Azzau bete, dia bilang makanan se-freezer itu belum tentu ada yang halal. Bisa aja minyaknya minyak babi, kami cengengesan bego tapi cantik. Azzau menyarankan supaya kami ambil yang seafood aja, jangan ayam. Karena ayam di Thailand, belum tentu matinya disembelih, sangat mungkin direndem air panas dan jadi haram. Lagi lagi kami cuma planga plongo bloon tapi cantik. Lah itu seafood belum tentu halal lu abisin juga. Selamat datang di geng gadis-gadis sevel, bro...

Hari terakhir di Phuket, kami akhirnya (sok) niat berburu makanan halal. Kami ke pantai Patong, di sana banyak yang jual Pancane, pancake ala Thailand yang enaknya bikin merem melek. Kalah deh jamahan Zayn Malik mah. Kami beli yang nutella dan lemon, kata ibu yang jual ini halal banget. Yaudah akhirnya kami makan malam pakai pancake, kebetulan ukurannya segede sendal jepit, jadi kenyang dan tahan gak makan semaleman. Walaupun harga satunya lima puluh ribu kalau dirupiahin, gak apa-apa lah sekali-kali jadi aktivis halal.

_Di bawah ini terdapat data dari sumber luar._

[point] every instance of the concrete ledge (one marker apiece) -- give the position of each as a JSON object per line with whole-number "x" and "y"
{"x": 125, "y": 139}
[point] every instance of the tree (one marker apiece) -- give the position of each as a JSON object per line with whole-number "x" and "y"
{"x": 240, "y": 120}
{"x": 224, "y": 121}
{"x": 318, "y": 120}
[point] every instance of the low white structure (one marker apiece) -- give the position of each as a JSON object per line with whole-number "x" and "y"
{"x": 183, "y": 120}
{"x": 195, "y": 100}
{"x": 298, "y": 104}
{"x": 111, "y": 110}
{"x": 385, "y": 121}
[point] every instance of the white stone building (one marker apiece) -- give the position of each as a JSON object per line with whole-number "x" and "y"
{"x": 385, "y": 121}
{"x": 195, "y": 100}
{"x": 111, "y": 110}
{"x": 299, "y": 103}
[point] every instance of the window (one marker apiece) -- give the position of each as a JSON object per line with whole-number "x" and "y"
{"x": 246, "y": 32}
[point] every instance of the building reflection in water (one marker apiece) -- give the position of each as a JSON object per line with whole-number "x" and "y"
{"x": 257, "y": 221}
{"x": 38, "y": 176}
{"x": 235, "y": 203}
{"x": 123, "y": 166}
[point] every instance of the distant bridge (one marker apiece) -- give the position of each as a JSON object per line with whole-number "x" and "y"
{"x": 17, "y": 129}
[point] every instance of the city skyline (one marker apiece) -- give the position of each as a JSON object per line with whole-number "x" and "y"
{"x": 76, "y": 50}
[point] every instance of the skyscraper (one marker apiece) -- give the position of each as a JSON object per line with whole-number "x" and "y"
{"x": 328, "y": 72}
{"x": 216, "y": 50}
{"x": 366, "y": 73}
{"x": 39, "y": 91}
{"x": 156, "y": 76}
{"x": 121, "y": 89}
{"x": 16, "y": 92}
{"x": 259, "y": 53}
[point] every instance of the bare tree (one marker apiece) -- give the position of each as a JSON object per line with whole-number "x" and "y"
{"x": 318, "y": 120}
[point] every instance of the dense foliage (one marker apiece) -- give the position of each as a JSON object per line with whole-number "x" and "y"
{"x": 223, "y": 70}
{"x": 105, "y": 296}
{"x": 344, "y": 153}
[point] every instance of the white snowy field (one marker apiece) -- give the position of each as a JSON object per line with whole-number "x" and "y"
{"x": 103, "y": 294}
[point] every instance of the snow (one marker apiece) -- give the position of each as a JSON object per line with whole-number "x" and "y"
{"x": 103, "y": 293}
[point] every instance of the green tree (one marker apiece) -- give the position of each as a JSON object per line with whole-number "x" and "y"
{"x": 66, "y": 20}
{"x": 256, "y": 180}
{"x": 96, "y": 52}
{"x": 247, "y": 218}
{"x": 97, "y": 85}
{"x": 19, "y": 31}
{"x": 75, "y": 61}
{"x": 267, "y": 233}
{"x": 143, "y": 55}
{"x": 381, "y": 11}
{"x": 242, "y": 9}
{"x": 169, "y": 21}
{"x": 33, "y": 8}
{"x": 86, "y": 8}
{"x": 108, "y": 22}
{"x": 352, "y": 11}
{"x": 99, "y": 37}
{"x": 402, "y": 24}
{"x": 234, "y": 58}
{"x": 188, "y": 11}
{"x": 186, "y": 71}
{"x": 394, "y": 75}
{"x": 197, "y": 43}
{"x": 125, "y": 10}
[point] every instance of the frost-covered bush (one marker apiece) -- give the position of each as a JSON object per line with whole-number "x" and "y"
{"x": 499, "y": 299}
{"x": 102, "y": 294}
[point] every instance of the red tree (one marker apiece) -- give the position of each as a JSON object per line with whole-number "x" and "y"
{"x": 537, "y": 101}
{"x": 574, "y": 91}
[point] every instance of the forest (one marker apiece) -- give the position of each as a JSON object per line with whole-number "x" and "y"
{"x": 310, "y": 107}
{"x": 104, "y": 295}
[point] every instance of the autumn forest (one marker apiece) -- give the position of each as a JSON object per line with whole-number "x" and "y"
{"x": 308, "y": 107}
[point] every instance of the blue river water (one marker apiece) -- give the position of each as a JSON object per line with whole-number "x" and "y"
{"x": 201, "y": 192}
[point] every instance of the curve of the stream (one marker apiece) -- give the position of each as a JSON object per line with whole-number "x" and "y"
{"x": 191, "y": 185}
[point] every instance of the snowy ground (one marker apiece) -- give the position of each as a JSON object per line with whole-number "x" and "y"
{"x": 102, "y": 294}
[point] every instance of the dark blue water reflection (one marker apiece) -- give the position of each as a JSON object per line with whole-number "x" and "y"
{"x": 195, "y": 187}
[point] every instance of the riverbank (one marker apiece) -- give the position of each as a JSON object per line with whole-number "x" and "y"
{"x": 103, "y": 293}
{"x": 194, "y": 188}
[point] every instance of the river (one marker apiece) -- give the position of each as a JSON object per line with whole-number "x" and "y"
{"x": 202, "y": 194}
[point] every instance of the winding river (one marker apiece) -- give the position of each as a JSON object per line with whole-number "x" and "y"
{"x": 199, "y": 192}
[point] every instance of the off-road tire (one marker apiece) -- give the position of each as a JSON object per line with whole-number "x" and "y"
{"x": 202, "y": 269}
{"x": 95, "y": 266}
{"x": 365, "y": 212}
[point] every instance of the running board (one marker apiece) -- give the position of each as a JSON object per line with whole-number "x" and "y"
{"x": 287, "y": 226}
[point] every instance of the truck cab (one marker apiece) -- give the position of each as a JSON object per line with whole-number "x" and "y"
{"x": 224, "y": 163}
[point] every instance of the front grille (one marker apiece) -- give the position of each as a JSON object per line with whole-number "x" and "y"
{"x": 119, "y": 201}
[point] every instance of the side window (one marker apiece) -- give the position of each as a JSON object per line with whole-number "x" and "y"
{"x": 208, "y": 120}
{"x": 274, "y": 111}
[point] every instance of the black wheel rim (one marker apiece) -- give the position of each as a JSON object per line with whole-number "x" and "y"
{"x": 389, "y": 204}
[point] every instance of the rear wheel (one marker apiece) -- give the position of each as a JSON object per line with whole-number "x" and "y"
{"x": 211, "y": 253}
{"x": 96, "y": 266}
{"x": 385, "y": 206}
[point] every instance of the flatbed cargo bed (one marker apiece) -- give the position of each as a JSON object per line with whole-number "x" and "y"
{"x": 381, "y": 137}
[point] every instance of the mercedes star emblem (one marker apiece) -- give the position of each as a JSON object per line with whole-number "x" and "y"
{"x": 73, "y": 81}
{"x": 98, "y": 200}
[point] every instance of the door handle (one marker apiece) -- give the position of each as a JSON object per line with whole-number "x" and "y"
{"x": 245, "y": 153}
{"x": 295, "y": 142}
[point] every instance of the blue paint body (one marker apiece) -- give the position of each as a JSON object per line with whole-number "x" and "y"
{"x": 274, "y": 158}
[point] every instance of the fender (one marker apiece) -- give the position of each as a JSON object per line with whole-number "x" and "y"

Judulnya makan pancane biar kenyang sampai besok, nyatanya dari pantai kami melipir ke Banzaan Market dan makan lagi berporsi-porsi di sana. Hahahahaha lu mamam tuh pancake harga presiden. Banzaan Market ini salah satu pusat kuliner di Phuket, adanya di deket pantai Patong. Di sana ada ratusan tenda makan yang mirip pasar malem di lapangan kelurahan. Semuanya ada.

Awalnya kami tergirur sama tenda makanan Malaysia, yang jual-karena lihat wajah melayu kami-dari jauh udah teriak-teriak aja. Miss.. Halal.. Halal! Tapi pas merhatiin harganya, eng ing eng, sama aja kayak makan di sevel. Tapi versi bareng anak cucu dan saudara setanah air. Muahal!

Terus ada gerobak jual udang tempura, lima puluh ribu rupiah aja satu porsi. Kami tanya halal, jawabannya halal. Yaudah deh, malam itu, pada udang tempura kami bersimpuh lemah. Abis itu sempet beli jus juga, jus buah dan seger banget. Bilangnya sih halal, tapi gak jamin. Soalnya kami lihat blendernya bareng sama blender buat minuman ber-alkohol. Di sini jiwa aktifis halalku runtuh, jadi abis segelas jus lalu bahagia. Muahahaha

Intinya, kalau mau makan halal di Phuket, sebenernya buanyak. Restoran fast food hampir semuanya halal, restoran-restoran timur tengah, atau restoran-restoran Malaysia, pasti halal. Cuma ya itu, harganya bikin nyengir. Gak cocok sama kantong gadis-bisa-ke-phuket-tapi-susah-makan macam aku. Cemilan kayak pancane, seafood di gerobak pinggir jalan, atau es krim kelapa yang hits itu, semuanya halal juga. Paling asik ke Banzaan Market, makanan di sana melimpah ruah. Jadi pilihan tepat kalau cari-cari hotel sekitar Patong, kayak akyu.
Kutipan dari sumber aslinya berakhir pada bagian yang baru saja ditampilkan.